En ce qui a trait à ce droit, la majorité des magistrats affirment qu’il « n’est pas nécessairement incompatible avec l’éducation au pluralisme pour autant que celle-ci se fasse dans la neutralité et sans endoctrinement. »

« Cela signifie que, lors de cette formation et l’exposition de différentes conceptions, il faut s’assurer de ne pas exercer de pression en faveur d’une de ces conceptions et cela sera le cas quand l’enseignement sera donné de façon à aiguiser le sens critique de l’élève auquel on laissera très clairement le choix d’évaluer ces différentes conceptions selon sa réflexion et ses critères personnels. »

« Tout ce qui vient d'être exposé devrait suffire pour établir que l'existence du programme d’Éducation à la citoyenneté ne contrevient pas au droit, car il n'est pas correct de soutenir, comme l’affirme la sentence [andalouse] contestée [par le procureur de la Couronne], que l'État n'ait rien à dire en matière de formation des mineurs ou qu’il ne doive pas transmettre de valeurs par le biais du système éducatif. On a déjà dit quels sont les équilibres que la Constitution exige dans ce domaine. »

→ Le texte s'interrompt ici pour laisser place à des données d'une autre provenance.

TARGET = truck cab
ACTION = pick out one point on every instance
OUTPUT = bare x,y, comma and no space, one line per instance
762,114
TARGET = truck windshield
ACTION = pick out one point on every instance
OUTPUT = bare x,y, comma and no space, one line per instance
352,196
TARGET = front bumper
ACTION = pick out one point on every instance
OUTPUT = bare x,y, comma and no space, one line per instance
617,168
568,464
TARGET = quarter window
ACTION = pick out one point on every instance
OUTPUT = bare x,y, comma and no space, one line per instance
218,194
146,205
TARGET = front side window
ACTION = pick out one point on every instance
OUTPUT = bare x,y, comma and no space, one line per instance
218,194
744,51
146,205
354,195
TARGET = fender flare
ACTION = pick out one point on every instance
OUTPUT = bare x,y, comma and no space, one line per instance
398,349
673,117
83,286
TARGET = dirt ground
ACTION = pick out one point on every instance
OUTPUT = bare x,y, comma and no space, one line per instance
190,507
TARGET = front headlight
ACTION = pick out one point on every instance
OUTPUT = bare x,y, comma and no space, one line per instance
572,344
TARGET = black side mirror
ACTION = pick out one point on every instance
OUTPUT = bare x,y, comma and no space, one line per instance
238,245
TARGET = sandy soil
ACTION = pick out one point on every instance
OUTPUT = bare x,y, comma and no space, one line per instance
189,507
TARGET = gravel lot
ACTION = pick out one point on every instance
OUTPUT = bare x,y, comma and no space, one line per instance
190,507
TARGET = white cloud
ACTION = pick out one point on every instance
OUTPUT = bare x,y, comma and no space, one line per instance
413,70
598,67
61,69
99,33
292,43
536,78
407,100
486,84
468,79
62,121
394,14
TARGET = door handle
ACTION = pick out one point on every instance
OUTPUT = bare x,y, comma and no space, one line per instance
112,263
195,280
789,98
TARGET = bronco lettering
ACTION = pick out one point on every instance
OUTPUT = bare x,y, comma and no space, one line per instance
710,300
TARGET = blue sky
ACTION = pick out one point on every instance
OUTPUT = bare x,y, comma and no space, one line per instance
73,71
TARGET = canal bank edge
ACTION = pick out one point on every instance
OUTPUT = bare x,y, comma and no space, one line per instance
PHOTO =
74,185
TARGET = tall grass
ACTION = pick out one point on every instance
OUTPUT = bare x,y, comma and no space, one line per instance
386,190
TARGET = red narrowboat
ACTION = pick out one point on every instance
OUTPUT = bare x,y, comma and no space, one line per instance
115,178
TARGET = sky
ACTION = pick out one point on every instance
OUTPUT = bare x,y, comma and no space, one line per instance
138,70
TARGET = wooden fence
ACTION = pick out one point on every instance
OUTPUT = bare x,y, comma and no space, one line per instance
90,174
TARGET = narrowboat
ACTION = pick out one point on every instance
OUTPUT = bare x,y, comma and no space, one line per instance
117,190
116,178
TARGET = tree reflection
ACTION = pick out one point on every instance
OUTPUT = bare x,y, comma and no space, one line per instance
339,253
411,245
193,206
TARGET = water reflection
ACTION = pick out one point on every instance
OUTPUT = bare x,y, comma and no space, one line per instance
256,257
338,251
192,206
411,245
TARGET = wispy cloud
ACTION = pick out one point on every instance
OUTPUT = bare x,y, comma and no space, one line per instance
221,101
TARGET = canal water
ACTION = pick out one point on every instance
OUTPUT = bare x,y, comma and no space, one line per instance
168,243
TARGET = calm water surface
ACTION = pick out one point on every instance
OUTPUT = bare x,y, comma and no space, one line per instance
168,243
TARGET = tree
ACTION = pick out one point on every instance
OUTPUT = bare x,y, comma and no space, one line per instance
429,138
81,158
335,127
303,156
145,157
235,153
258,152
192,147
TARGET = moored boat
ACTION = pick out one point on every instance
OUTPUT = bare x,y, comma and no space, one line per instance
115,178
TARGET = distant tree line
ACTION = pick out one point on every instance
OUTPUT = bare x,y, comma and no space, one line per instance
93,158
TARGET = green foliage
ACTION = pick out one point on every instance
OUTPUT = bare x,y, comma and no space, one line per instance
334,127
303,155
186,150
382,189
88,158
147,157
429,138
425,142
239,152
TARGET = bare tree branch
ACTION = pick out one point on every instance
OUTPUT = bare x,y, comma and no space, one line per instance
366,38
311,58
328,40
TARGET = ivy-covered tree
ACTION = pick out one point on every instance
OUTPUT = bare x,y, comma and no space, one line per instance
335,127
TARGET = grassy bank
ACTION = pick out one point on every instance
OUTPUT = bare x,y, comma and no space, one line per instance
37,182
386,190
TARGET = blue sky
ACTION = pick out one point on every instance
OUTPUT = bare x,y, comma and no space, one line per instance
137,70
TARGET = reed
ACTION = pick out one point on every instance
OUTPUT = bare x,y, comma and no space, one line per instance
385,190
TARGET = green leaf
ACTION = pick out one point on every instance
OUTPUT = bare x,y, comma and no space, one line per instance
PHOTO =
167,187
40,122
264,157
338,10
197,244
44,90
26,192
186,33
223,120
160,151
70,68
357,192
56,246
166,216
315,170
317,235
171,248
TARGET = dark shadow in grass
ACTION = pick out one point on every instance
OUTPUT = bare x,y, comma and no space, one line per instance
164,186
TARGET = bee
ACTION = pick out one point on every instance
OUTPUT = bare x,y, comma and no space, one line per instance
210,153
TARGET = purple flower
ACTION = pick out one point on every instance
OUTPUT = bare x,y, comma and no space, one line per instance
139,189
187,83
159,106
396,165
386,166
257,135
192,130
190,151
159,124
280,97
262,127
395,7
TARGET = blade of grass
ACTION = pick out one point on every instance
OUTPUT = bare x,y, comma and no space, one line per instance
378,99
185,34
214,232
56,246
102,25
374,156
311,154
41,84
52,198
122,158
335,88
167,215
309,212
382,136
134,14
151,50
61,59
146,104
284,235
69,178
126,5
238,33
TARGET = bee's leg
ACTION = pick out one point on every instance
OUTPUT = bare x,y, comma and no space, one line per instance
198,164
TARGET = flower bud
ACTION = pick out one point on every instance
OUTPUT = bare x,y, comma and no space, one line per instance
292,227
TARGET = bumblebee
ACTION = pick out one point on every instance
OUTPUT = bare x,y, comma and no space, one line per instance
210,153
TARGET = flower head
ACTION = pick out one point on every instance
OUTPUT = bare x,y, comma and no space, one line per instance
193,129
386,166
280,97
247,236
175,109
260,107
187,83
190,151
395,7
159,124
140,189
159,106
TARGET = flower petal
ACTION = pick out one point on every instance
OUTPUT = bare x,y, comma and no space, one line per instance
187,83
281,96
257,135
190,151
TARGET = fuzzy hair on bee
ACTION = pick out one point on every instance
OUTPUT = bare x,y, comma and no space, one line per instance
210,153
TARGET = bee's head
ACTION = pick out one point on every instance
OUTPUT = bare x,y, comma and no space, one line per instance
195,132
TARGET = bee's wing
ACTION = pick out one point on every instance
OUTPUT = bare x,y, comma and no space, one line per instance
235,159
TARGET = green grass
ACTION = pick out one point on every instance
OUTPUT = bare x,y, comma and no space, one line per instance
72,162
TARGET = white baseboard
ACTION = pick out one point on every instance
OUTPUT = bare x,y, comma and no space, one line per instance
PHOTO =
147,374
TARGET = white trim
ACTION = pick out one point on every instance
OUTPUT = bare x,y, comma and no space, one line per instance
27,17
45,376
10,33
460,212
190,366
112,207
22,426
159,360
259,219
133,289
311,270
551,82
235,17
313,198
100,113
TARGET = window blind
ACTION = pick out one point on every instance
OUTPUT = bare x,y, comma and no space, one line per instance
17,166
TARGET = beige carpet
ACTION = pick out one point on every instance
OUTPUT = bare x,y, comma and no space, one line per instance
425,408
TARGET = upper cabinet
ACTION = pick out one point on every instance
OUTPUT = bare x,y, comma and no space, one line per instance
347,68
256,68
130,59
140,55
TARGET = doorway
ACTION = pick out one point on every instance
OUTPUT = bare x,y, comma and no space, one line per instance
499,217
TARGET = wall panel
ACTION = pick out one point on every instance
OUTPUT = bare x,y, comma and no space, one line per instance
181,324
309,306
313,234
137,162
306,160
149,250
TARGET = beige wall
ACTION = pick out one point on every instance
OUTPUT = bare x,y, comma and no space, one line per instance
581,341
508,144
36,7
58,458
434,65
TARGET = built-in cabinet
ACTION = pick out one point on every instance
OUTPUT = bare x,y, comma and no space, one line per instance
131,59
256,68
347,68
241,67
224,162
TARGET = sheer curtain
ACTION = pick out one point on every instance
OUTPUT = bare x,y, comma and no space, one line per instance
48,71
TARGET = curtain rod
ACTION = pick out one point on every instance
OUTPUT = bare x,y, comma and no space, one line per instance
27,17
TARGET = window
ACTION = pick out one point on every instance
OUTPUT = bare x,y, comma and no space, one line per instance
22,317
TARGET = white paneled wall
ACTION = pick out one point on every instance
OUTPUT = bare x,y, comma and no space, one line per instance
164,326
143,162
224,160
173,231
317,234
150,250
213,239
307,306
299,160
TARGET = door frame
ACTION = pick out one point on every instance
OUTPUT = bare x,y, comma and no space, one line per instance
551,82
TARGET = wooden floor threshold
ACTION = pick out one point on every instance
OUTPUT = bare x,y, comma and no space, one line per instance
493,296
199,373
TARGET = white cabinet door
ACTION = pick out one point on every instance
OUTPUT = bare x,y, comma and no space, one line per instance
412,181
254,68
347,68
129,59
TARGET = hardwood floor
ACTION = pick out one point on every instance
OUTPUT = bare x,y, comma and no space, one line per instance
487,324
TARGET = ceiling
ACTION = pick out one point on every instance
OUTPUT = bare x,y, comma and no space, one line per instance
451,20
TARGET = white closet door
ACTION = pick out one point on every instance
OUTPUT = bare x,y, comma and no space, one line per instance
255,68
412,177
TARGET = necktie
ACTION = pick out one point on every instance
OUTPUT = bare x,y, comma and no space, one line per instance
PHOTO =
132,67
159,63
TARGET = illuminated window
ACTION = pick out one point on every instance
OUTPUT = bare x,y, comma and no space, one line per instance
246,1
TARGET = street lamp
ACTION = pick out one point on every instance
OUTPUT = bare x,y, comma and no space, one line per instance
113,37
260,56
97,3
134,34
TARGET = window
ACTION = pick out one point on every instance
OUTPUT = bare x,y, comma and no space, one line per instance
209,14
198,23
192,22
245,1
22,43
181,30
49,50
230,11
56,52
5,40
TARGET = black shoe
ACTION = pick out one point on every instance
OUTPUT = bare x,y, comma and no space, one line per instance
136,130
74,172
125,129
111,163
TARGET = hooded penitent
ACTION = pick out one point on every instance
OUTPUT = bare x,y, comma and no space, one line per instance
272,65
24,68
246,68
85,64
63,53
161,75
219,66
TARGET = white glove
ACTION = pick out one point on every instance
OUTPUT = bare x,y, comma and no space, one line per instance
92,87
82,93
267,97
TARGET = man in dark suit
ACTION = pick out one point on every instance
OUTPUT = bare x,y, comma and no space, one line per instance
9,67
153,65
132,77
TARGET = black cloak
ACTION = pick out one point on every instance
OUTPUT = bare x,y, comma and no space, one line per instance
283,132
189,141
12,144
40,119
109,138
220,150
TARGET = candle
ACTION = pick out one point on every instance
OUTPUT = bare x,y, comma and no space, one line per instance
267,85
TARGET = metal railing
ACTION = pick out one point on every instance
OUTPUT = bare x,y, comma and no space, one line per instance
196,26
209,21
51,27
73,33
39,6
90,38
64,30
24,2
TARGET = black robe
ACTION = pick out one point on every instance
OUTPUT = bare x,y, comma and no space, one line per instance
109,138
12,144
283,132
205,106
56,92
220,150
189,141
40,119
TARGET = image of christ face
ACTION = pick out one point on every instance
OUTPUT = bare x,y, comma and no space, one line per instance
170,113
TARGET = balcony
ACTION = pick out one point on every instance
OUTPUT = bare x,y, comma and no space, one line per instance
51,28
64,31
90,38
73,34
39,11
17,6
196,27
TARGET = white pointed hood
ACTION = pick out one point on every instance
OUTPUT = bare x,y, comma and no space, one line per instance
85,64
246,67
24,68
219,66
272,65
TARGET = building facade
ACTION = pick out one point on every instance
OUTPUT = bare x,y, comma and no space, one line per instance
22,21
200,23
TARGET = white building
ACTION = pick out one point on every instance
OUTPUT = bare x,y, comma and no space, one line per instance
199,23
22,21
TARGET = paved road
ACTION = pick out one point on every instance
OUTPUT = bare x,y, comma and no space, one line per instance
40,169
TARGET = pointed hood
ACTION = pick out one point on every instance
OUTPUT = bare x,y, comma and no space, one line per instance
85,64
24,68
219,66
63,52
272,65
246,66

Par ailleurs, la Cour suprême affirme qu’il est évident que « la Constitution espagnole ne proclame pas un droit à l’objection de conscience à portée générale », mais qu’il existe bien explicitement, par contre, dans le domaine du service militaire.

Avis dissidents

L’avis de la Cour suprême n’était pas unanime, comme nous l’avons dit ci-dessus, 10 des 29 juges n’ont pas approuvé l’avis majoritaire. Le juge Juan José Gonzalez Rivas reproche ainsi que la majorité de ses collègues ait omis de considérer les critères d’évaluation mentionnés dans les arrêtés royaux (plus particulièrement celui du 29 décembre 2006) où il apparaît qu’on évalue la conscience morale des élèves, même si les parents s’y opposent, pour vérifier que l’élève « accepte » certaines valeurs morales (on prétend ainsi vérifier s’il reconnaît les sentiments et les émotions des personnes qui l’entourent, s’il accepte les différences interpersonnelles, s’il reconnaît l’importance et les limites éthiques des accords [« límites éticos de los acuerdos »]) alors que l’article 27.2 de la Constitution espagnole n’exige que le « respect » : « L’éducation a pour objet le plein épanouissement de la personnalité humaine, dans le respect des principes démocratiques de la vie en commun et des droits et libertés fondamentales. »

Selon le juge Gonzalez Rivas, les parents objecteurs tirent la conclusion que le programme d’Éducation à la citoyenneté va au-delà de l’article 27.2 et porte atteinte à l’article 27.3 (« Les pouvoirs publics garantissent le droit des parents à ce que leurs enfants reçoivent une formation religieuse et morale en accord avec leurs propres convictions ») en raison de plusieurs risques patents dans le programme d’Éducation à la citoyenneté.

Le premier risque d’infraction apparaît dans le régime pédagogique pour l’école secondaire obligatoire (ESO) où l’on expose l’élève à des dilemmes moraux parce qu’« ils permettent aux élèves de former un jugement éthique qui leur est propre fondé sur les valeurs et les pratiques démocratiques » (arrêté royal 1631/2006). Il ne s’agit pas uniquement d’une exposition qui empiète sur les compétences des parents en matière de formation morale de leurs enfants, mais cette formation morale est indépendante des convictions des parents et établit d’autres critères et d’autres références morales.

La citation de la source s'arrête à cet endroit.